# Question about puppy ears?



## Bossy Bama (Jan 8, 2010)

Every dog we have ever owned, had floppy ears that folded over. None that stood up. So I have no experience with this.

Bama is about 12 weeks old now and one ear has been "up" for almost two weeks. The other ear is not. Will it eventually stand up too, or has it been too long? Is there anything we can do to help the other ear stand up?


----------



## tw1n (May 12, 2009)

Bossy Bama said:


> Every dog we have ever owned, had floppy ears that folded over. None that stood up. So I have no experience with this.
> 
> Bama is about 12 weeks old now and one ear has been "up" for almost two weeks. The other ear is not. Will it eventually stand up too, or has it been too long? Is there anything we can do to help the other ear stand up?
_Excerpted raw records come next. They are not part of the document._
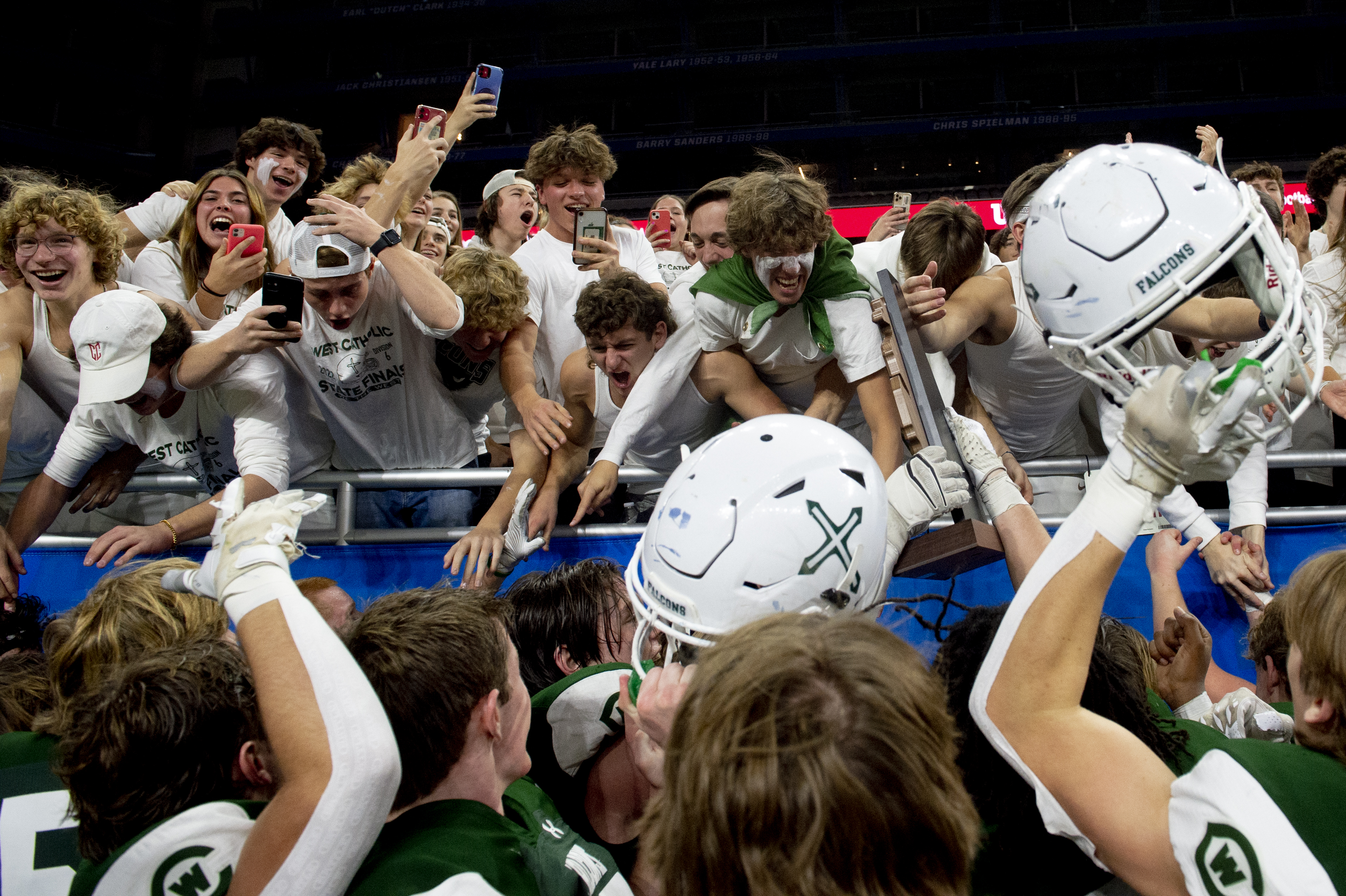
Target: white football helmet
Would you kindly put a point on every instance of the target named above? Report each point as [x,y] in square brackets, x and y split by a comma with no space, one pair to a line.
[1122,236]
[780,514]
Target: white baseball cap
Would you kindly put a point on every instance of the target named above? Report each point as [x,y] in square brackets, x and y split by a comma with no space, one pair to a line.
[504,179]
[303,253]
[113,333]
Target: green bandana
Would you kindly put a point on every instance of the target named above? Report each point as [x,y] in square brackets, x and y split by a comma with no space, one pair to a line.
[834,278]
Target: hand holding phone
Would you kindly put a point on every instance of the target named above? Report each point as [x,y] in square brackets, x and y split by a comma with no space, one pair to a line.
[238,233]
[591,224]
[282,290]
[660,228]
[424,115]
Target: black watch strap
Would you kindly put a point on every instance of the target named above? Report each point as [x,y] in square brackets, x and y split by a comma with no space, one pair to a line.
[386,240]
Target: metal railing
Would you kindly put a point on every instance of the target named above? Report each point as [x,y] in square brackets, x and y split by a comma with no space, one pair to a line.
[346,484]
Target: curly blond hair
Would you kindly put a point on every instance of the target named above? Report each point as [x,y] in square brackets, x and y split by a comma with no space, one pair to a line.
[124,617]
[579,148]
[777,212]
[493,288]
[82,212]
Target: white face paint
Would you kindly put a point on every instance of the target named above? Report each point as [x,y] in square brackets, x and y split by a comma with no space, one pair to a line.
[789,264]
[266,166]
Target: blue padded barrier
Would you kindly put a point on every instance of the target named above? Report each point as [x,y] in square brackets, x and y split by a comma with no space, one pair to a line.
[59,576]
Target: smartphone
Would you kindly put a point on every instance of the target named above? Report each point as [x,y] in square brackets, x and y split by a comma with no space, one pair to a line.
[282,290]
[662,220]
[589,222]
[902,201]
[238,233]
[489,81]
[424,115]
My childhood dog had on up and one down his entire life.


----------



## misty073 (Mar 31, 2009)

My Maggie has stick up ears and because Jack russells normally have flop ears (I wanted them to stay up) I did some reading up on the internet and found out that when pups are teething the ears can do funny things...like stick one up and one down or both up. So your pup could very well have up ears or down ears lol. Our dogs stayed up


----------



## DJEtzel (Dec 28, 2009)

Usually pups have until about 6 months to get both ears up. They usually come up by the end of teething though. Frag just finished teething (german shepherd) and his ears have been up for about a month. A general rule is that if you've seen one up, even if it isn't now, it will go up. There are methods like taping and glueing the ears for the muscles to form like that, but they aren't neccessary yet. wait a few more months and see how she's doing.


----------



## ioreks_mom (Oct 1, 2008)

Both of Brom's were up since 12.5 weeks. Our friends have his brother and Ollie's ears have been going up and down but mostly stayed rose ears until recently. In the last month one has started standing up all the time and the other one stays kind of back and out to the side more. They just turned 7 months old today


----------



## didee (Oct 18, 2009)

Yeah, I had a puppy who had ears that flopped down. Then one day I got up and let her out of her crate and one ear was up! It stayed that way for awhile, and she looked so silly with one up and one down. In a few weeks, the other ear came up...except then they both pointed inward, and people called her "conehead." I think it may have taken a few weeks for the 2nd ear to pop up. Eventually both ears stood straight up.


----------



## Bossy Bama (Jan 8, 2010)

That's how Bama is right now with one up all the time and one down. She will raise the other one up at times, but it doesn't stay up. We are hoping that it will be like the other one. 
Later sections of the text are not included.